As any familiar listener already knows, My Morning Jacket have long harbored an affinity for recording in environments that create a tangible sense of the music echoing through a physical space. As the Louisville, Ky.-based quintet's career has progressed, its albums have sounded less and less like the band was recorded live from inside a cavern and more like bandleader Jim James has learned to apply the sonic character of the room onto specific instruments. Along the way, My Morning Jacket have, to varying degrees, flirted with pop and then pulled back again; they've also incorporated touches of jazz and R&B. For their last album, 2011's Circuital, Jones and company opted once again for a live-in-a-big-room approach, but the final mixes contained more texture than early efforts such as their 1999 debut The Tennessee Fire and its follow-up, 2001's At Dawn.

This time around, for their seventh studio album The Waterfall, it's clear from the opening note that My Morning Jacket have learned to use space as just one element in their sonic palette, rather than as the single most prominent factor.

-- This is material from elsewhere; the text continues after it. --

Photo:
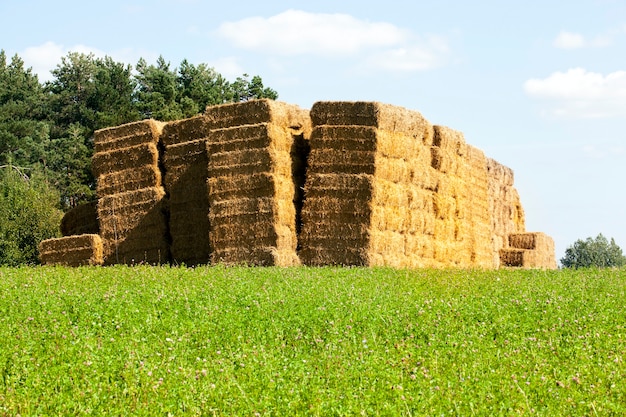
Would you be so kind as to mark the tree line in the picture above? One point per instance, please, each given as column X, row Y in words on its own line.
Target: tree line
column 47, row 128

James opens The Waterfall with the verses, "The answer floats on down the farthest shore of the mind / Roll the dice and sail the ship and all the doors will open" -- essentially an announcement that he's employing water symbolism to illustrate the sense of uncertainty he felt while writing this new material. Musically, though, My Morning Jacket have never sounded so decisive. After going back and forth between gritty roots-psychedelia and pop polish, MMJ land smack in the middle with The Waterfall -- arguably nailing the best qualities of both.

They also end up with the most varied album of their career. One of the most striking things about this new set of songs is how effortlessly they flow into one another without the album ever starting to sound complacent. From falsetto "woo-woo" hooks on "Compound Fracture" to grand, folky soft-rock on "In Its Infancy (The Waterfall)" to an acoustic campfire vibe of "Get the Point," The Waterfall captures several different shades of My Morning Jacket's trademark moodiness. Wisely, the band doesn't overplay its hand -- the eerie, haunted glow of "Spring (Among the Living)" packs an especially dramatic whallop precisely because it stands out from the rest of the songs.

Especially encouraging is the fact that The Waterfall is actually the first of two albums that My Morning Jacket have in store. (The untitled companion offering is rumored for release later this year.) Where so many bands are well into their decline by their seventh record, My Morning Jacket buck that trend with The Waterfall, the latest example that some artists are capable of getting stronger and more creatively focused as they age.